If you could live in a brave new romantic world without divorce, rejection, or fear that you'll never marry, would you do it? If you could get a timer implanted in your wrist that told you when you'd meet your soulmate -- for only $79.95! -- would you?
That's the premise of TiMER, a sci-fi romantic comedy that opened the 34th Cleveland International Film Festival last night.
Film fest openers need to appeal to a big audience -- festival sponsors, guests, and $125-a-head ticketholders filling five theaters at Tower City Cinemas. So TiMER was a shrewd choice: it's a funny, witty film with a fresh, provocative take on a popular genre.
Writer-director Jac Schaeffer writes circles around the average rom-com script, imagining all the ways her invention would transform how people date, fall in love, and marry.
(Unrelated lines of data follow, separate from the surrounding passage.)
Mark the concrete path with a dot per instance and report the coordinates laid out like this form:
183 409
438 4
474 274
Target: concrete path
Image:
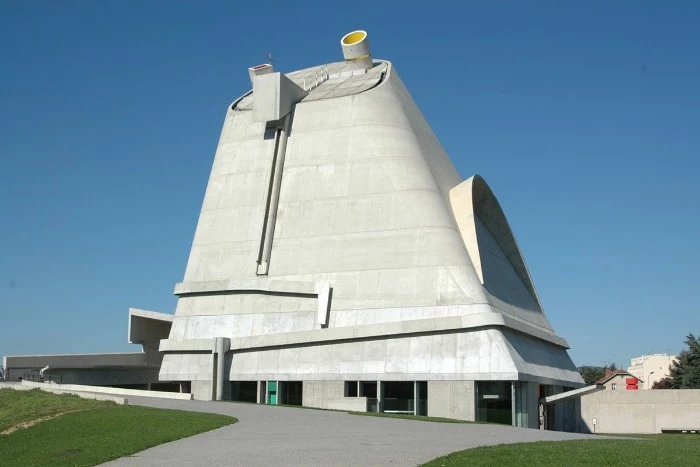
268 436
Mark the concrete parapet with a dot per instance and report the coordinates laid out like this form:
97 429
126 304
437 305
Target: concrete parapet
640 411
106 390
83 395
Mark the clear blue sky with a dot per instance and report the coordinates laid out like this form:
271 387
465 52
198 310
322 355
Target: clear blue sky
584 117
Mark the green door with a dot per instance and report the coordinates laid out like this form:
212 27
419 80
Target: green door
272 392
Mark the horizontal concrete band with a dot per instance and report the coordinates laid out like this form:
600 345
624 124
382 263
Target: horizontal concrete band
251 285
65 361
278 376
452 323
83 395
107 390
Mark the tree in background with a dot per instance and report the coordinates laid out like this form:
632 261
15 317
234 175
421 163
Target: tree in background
591 374
684 372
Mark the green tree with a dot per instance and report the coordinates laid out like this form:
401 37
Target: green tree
685 372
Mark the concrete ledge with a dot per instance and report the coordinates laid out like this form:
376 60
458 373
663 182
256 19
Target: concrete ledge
107 390
251 285
395 328
83 395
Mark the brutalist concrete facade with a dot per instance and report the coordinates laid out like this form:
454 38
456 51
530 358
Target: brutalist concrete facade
337 243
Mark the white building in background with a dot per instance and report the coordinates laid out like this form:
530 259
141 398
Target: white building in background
651 368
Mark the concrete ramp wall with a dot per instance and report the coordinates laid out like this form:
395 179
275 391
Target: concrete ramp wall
640 411
76 388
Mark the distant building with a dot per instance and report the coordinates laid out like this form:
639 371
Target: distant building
651 368
619 380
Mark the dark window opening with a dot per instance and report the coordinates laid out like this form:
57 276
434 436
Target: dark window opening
351 389
494 402
291 392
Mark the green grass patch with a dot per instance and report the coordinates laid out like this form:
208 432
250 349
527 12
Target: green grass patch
653 450
100 432
421 418
24 406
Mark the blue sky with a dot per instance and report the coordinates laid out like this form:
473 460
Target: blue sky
584 117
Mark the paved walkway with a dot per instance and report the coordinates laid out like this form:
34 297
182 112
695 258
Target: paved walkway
268 436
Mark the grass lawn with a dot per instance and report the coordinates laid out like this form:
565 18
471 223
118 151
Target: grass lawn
652 450
93 432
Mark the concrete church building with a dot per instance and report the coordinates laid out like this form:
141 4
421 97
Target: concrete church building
340 261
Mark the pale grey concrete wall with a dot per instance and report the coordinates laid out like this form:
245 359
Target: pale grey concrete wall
352 404
83 395
364 206
80 388
202 390
640 411
452 399
318 393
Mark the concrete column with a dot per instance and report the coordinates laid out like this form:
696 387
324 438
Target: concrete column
513 404
415 398
221 346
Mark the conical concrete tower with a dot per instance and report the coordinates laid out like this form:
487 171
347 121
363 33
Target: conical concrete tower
338 252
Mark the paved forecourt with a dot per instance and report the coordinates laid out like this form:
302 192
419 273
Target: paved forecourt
268 435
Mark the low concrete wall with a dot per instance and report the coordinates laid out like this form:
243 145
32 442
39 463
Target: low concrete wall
351 404
107 390
83 395
640 411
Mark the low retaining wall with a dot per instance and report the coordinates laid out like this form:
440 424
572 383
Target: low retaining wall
107 390
83 395
640 411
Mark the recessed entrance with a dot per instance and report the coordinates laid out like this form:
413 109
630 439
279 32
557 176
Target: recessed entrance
398 396
244 391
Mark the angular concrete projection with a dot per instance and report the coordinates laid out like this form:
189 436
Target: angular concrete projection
363 261
275 96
Turns out the timer doesn't solve all romantic problems -- it creates new ones. What do you do if your timer says you won't meet your soulmate for years? It's a new test of character: some stay chaste and focus on themselves, while others sow their wild oats right up until D-Day.
Women and men haven't changed in TiMER's world -- they react to the new romantic dilemmas in recognizable ways. Oona, the protagonist (played by Emma Caulfield of Buffy the Vampire Slayer), is still filled with marriage anxiety, because her timer is blank: Her match hasn't gotten his implant yet. So she dates timerless guys, coaxes them in for implants, then dumps them when she learns they aren't the one. Lovelorn and lonely, she balks when a free spirit with four months left on his clock proposes a fling. "Girls like you think I'm cheating on someone I haven't met yet," he quips. He's got her figured out.
Before the film, Schaeffer visited all five theaters with film fest board president Jules Belkin and Mayor Frank Jackson. Sitting in the third row, I reached for my cell phone when the mayor stepped forward, thinking it'd make a good picture. Then I stopped. By the time I rifled my pockets, got the phone into camera mode, and lined up the shot, I figured, the soft-spoken mayor would be done talking. I was right: His address (thanks for coming, I know you'll like the film, I hope you like Cleveland) lasted about 10 seconds.
Afterward, Schaeffer and co-producer Jennifer Glynn mingled with hundreds of party-goers at the reception in MK Ferguson Plaza, the beautiful old art-deco post office. The guests received egg timers as parting gifts.